With tax incentives introduced since 1996, the federal government has given taxpayers a choice. The choice is about how individuals wish to support society and the amount of tax they wish to pay. It is now possible to eliminate the taxation on up to 75 per cent of net annual income during a person’s life and up to 100 per cent with gifts made at death.
The process of gift planning balances charitable and legacy goals with other factors such as financial, tax and family needs. Using planning tools such as wills, trusts and insurance, it is possible to create larger benefits for a charity and generate greater tax advantages for the individual.
One of the most tax-effective simple strategies involves gifts of public securities. Gifts of appreciated public stocks, bonds, mutual fund units or shares to a public charity or private foundation are eligible for an extra tax incentive on top of the regular credit. The capital gains are eliminated, rather than the regular rate of 50 per cent when sold. In addition, taxpayers receive a tax credit, which is typically equal to the highest marginal tax rate in their province of residence.
This table compares the tax consequences of donating cash proceeds of sold securities versus donating securities in-kind. The marginal tax and tax credit rates are assumed to be 45 per cent for illustration purposes.
|Sell security & Donate Cash||Donate||Security|
|Value of security/donation||$10,000||$10,000|
|Cost of security||$5,000||$5,000|
|Taxable capital gain@ 50%||$2,500||$0|
|Tax on gain @45%||$1,125||$0|
|Tax credit @45%||$4,500||$4,500|
|Net tax savings||$3,375||$5,625|
Unfortunately, some people’s public securities have depreciated because of the turmoil in capital markets over the last two years. Of course, any gift will have value to the recipient charity. When individuals donate a security with a capital loss, they can claim the capital loss on their tax return and receive a tax receipt for the gift.
Other common ways of giving include charitable bequests, gifts of annuities and insurance, designations of capital property or RRSPs and, the most straightforward gift of all, cash. Charitable gift annuities, for example, can provide significant income for life and enable donors to make a special gift.
A good financial and estate plan that includes charitable gifting can be difficult to implement. It is important to put personal and family needs at the centre of the planning process and then consider giving. Charitable gifts are irrevocable - once given, they are not returned. Also, it is sometimes hard to choose charities and commit large gifts.

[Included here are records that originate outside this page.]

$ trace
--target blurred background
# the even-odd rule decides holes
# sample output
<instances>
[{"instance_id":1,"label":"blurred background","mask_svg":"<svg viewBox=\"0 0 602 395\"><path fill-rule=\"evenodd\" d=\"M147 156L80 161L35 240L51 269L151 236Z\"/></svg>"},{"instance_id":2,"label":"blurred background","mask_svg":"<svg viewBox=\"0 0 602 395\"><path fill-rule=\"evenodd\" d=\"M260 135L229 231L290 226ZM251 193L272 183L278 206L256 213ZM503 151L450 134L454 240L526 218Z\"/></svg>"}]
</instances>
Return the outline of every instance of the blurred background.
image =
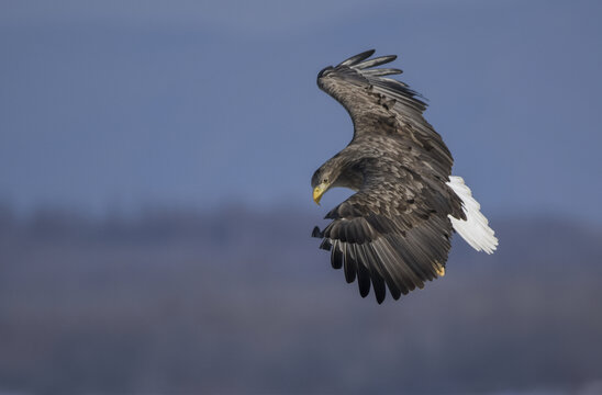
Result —
<instances>
[{"instance_id":1,"label":"blurred background","mask_svg":"<svg viewBox=\"0 0 602 395\"><path fill-rule=\"evenodd\" d=\"M597 1L1 1L0 393L602 394ZM500 238L381 306L309 237L397 54Z\"/></svg>"}]
</instances>

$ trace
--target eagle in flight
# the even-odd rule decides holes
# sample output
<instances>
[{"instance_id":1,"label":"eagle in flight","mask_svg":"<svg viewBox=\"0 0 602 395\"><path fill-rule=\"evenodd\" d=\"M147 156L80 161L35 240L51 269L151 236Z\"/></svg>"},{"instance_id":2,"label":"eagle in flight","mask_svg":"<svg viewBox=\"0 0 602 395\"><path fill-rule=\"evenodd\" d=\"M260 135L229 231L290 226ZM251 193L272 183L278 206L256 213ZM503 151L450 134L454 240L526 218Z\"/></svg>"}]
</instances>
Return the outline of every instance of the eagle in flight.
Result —
<instances>
[{"instance_id":1,"label":"eagle in flight","mask_svg":"<svg viewBox=\"0 0 602 395\"><path fill-rule=\"evenodd\" d=\"M445 274L456 230L476 250L492 253L493 230L462 178L452 176L454 159L422 115L426 104L405 83L388 78L402 71L374 68L397 56L370 59L367 50L328 66L317 86L352 116L354 137L312 177L313 200L334 187L356 191L330 211L332 219L312 236L331 251L334 269L348 283L357 279L377 302L387 287L394 300Z\"/></svg>"}]
</instances>

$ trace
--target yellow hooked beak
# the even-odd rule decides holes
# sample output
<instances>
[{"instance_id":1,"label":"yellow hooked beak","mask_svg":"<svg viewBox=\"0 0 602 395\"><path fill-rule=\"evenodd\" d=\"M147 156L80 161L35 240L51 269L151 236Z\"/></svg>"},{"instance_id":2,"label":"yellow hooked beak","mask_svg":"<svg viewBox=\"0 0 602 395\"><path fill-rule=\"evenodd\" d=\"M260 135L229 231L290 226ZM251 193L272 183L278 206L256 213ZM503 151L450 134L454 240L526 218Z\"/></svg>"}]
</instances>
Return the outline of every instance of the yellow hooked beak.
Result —
<instances>
[{"instance_id":1,"label":"yellow hooked beak","mask_svg":"<svg viewBox=\"0 0 602 395\"><path fill-rule=\"evenodd\" d=\"M320 200L322 199L322 195L324 194L324 192L326 192L327 189L328 189L328 185L326 185L323 182L313 189L313 201L315 202L315 204L320 205Z\"/></svg>"}]
</instances>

A charitable gift is shaped by an individual’s values and personal priorities. Tax savings enable gifts, but they should be the servant of a person’s values and priorities. When establishing estate plans, it is therefore important for individuals to review their personal experiences and the charities that are important to them. Through consultation with legal, tax and financial advisors, an informed decision can then be made, which balances personal and family needs with philanthropic planning.